December 2019

The captivating layers of colors and of shapes. The monstrous stitching of flesh to robotics. When the grotesque transition into the comical the work of John Vochatzer can be discovered. The proficiency of the razor blade and attention to detail may or may not have anything to do with achieving this style and feel. Let’s find out if there is any truth to all things collage.

What brought you to explore this medium?

I first started making collages almost 15 years ago and at this point it's a little bit hard to recall exactly how it first seduced me. I think some things just happen naturally, and when I first stumbled upon the work of artists like Fred Tomaselli and Hope Kroll it immediately felt nostalgic in some strange way, and like something I knew I needed to pursue. Collage always, at least as I've approached it, has been magical in that it's a medium in which the process is almost always more cathartic than the outcome, as I think art should inherently be. I don't know where the quote originates from but I recently heard collage described as "the association of disassociated realities", which to me very adequately sums up it's appeal. Constantly scouring book fairs, thrift stores, estate sales, ebay or what have you only to rip everything apart and reassemble it according to the whims of your own desire and imagination is a joy and an obsession that can't easily be described. Collage is anarchic, collage is adventurous, and most of all it's a beautiful deconstruction (and then reconstruction) of our collective world as it exists in printed and digital media.

You are a tattoo artist by day and collage artist by night. How does this help or hinder your direction?

In all honesty the two are of their own separate worlds, and although there is some occasional overlap where someone wants me to adapt some of my collage work into tattoo form, the two don't really have any relation beyond that. I've realized, for me anyways, that collaging and drawing/tattooing rely on completely different modes of thinking, and switching those gears sometimes can be a little rough. I try to not have only one foot in the door with anything but at least with the collage work I give myself the liberty to work at my own pace. I turn down nearly all commission and design requests in that field because it's nice having a creative outlet that's not entirely encumbered by money and trying to making a living and all that. Collages find their way through just about every culture of art.

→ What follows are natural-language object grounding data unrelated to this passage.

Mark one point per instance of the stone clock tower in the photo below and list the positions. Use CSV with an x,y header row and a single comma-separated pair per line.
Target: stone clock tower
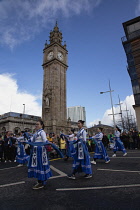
x,y
54,83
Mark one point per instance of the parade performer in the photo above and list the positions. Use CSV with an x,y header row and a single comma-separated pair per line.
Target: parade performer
x,y
118,143
100,151
38,165
69,144
81,162
21,156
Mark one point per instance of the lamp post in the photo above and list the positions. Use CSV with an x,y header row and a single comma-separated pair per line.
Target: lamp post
x,y
23,114
122,121
110,91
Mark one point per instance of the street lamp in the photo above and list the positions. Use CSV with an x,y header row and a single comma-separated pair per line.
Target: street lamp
x,y
110,91
24,109
23,114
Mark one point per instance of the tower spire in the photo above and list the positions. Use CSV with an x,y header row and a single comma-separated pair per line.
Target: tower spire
x,y
56,35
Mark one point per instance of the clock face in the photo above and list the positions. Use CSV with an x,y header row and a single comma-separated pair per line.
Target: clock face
x,y
60,56
50,55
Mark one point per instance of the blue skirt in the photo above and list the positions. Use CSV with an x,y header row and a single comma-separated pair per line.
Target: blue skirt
x,y
82,165
70,150
100,151
119,146
38,166
21,156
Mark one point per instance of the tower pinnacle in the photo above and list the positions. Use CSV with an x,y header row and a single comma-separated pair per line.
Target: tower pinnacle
x,y
56,35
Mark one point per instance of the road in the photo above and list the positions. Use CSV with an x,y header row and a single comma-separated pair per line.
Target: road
x,y
113,186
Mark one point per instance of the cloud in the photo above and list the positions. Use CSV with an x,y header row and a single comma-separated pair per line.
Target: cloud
x,y
108,119
21,20
12,99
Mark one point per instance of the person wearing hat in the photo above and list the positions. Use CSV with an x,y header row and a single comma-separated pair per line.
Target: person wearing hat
x,y
118,143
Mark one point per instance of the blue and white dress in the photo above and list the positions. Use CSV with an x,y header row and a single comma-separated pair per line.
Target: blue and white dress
x,y
39,166
69,145
81,162
119,146
100,151
21,156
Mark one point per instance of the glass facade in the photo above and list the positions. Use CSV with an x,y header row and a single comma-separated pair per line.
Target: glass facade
x,y
131,45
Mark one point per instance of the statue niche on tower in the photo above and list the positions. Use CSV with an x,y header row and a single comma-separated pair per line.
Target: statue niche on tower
x,y
46,98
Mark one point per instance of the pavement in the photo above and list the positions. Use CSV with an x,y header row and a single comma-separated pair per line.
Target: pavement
x,y
115,185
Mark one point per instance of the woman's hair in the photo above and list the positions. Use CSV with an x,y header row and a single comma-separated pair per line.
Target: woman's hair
x,y
81,121
118,129
72,130
101,129
41,123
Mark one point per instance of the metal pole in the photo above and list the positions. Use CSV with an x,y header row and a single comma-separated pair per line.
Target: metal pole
x,y
23,114
121,113
112,105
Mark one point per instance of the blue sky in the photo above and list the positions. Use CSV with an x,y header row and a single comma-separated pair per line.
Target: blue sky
x,y
92,30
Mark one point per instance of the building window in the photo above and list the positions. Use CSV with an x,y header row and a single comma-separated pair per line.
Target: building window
x,y
133,27
127,48
136,87
132,72
130,59
137,99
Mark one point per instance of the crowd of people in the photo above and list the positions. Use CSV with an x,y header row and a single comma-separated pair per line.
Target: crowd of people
x,y
36,149
9,143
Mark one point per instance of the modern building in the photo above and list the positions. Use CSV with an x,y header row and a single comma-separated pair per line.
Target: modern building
x,y
17,122
131,44
76,113
106,129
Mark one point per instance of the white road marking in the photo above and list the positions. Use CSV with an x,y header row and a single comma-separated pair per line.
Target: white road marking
x,y
55,177
2,169
123,157
16,183
97,188
58,171
100,169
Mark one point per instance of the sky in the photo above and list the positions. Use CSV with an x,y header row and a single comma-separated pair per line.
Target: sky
x,y
92,30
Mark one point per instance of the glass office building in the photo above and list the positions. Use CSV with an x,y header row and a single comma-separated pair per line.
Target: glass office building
x,y
131,44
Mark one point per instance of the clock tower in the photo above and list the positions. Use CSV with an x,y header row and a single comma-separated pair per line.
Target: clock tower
x,y
55,66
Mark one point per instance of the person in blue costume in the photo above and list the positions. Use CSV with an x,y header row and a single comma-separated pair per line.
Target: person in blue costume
x,y
69,145
118,143
81,162
100,151
38,166
21,156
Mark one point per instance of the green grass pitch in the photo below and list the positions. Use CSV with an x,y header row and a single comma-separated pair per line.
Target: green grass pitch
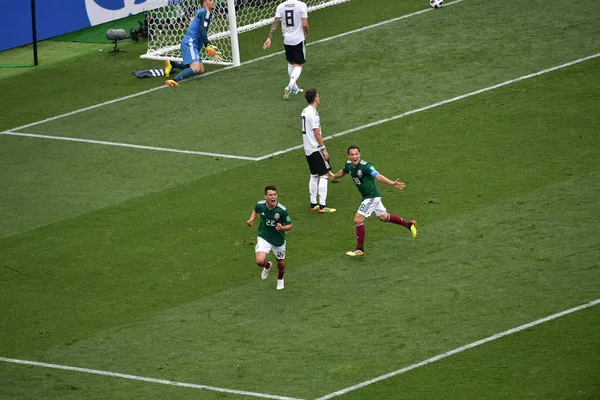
x,y
132,261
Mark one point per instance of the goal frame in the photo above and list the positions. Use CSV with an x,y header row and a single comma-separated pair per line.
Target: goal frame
x,y
233,33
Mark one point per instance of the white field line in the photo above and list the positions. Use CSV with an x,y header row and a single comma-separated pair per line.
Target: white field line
x,y
329,137
328,396
440,103
134,146
13,131
145,379
460,349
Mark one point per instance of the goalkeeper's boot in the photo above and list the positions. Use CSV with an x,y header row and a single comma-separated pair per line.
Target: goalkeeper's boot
x,y
265,273
413,228
355,253
325,209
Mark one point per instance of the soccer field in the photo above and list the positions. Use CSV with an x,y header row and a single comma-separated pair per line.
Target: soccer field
x,y
128,271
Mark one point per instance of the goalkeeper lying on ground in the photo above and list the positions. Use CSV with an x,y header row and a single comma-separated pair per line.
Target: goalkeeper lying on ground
x,y
193,41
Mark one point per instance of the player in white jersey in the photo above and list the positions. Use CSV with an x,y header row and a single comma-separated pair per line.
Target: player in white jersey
x,y
316,154
293,15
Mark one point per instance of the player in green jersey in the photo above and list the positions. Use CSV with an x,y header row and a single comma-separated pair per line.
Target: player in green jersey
x,y
364,176
274,223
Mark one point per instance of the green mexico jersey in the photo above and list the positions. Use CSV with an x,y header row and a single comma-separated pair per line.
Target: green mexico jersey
x,y
364,181
269,218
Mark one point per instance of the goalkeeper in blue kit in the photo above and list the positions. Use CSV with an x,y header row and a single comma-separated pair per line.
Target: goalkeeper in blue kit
x,y
194,40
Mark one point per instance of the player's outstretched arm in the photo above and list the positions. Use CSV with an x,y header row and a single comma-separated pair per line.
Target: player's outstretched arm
x,y
274,25
338,174
397,184
253,216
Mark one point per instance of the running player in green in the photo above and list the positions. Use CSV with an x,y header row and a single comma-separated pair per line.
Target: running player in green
x,y
364,175
274,223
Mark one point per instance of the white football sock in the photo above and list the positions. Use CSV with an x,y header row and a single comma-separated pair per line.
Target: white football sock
x,y
297,71
313,188
323,181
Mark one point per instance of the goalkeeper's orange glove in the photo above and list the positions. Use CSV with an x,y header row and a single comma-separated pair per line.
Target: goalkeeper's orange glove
x,y
211,50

You mentioned something about people not taking cut and paste collage work seriously.

Why so?

There is definitely a very rich history to collage that I think a lot of people aren't aware of or just simply overlook. On top of that it seems that in general people tend to regard collage as more of a craft or a lesser, fringe art medium. I think a lot of this stems from the fact that many people do gravitate toward making collages because it doesn't necessarily require the same amount of patience and practice or just inherit talent as say oil painting or illustration. People often want to be creative, and they want an outlet to express themselves, but they lack either the confidence or just general wherewithal to apply themselves to a more traditional medium. I don't personally see anything wrong with this, as I've always been a big proponent of amateurism and outsider art. To quote Lautreamont, I firmly believe in the idea "poetry should be made by all" regardless of scope or technical prowess. Conversely, coming from a long background of drawing and painting before I branched into collage, I myself try to apply the same level of detail and discipline as a typical painter would and I usually incorporate other mediums such as paint, ink, and resin.

True or false, you did the largest collage mural in the US?

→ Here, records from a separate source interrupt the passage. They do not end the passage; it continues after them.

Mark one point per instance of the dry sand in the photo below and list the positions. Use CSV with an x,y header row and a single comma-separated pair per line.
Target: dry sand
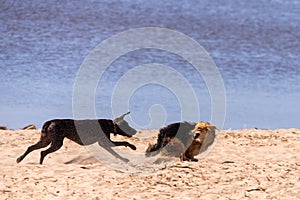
x,y
244,164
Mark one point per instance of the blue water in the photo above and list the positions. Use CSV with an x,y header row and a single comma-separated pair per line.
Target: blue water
x,y
255,45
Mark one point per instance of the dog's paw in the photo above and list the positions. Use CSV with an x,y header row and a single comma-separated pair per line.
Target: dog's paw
x,y
132,147
19,160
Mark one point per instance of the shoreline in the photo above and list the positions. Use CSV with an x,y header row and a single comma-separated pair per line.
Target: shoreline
x,y
247,163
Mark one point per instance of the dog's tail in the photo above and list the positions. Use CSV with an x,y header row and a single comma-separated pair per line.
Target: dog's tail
x,y
44,128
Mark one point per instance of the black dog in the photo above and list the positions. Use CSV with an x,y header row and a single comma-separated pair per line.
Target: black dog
x,y
83,132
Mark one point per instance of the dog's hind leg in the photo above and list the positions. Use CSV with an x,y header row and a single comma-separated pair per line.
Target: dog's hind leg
x,y
126,144
107,144
40,144
56,144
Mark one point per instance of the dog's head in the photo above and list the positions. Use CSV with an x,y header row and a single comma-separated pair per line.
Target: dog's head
x,y
122,127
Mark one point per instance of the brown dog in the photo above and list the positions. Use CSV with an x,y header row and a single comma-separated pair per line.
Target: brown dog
x,y
183,139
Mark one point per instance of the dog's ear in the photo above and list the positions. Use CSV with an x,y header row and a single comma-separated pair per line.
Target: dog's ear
x,y
121,118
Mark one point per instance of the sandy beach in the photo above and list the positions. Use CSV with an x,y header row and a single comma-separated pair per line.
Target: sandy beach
x,y
243,164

Based off the research I did at the time, it was (and perhaps still is) the largest as far as paper-to-surface square footage goes. Granted it's not a record that would necessarily be well documented and I could be wrong, but to my knowledge the only larger wheatpaste mural in the world was done by Handiedan in Berlin a few years prior. I did my mural in 2015 on the back of my old job in the SF Tenderloin, using 1600 square feet of printed color imagery on a 3000 square foot wall of which we painted the background. The mural lasted less than a year, somewhat expectedly, as collage isn't the most durable medium for the outdoors. This is likely why large scale murals of this variety aren't more common. Following the deterioration of my mural I've at least had the pleasure and privilege of curating that wall, which has since hosted the work of Italian street artist Ozmo, and currently my friend and studio mate Max Ehrman.

This exhibition is loaded with layers of painstaking symbolism. We feel your work can be on view for months and still be refreshing. What can we expect from you in the future?

My mind is always jumping around in so many directions it's hard to say what to expect, as I usually don't even know myself. I do have a big exhibit coming up in Europe early next year that I'm heavily grinding on a new series of collage work for. After that I'm pretty set on taking a solid hiatus from the massive, intensely detailed pieces, if not collage in general for who knows how long. Aside from feeling like on some unconscious level I'm starting to pigeon-hole myself a bit, I also think I've more or less plateaued with the current aesthetic I've been doing. I'm going to take some time to just focus on drawing, painting, and tattooing and come back to the collage work however long down the line when I feel like I can reapproach it with a fresh perspective and a renewed sense of invention and playfulness.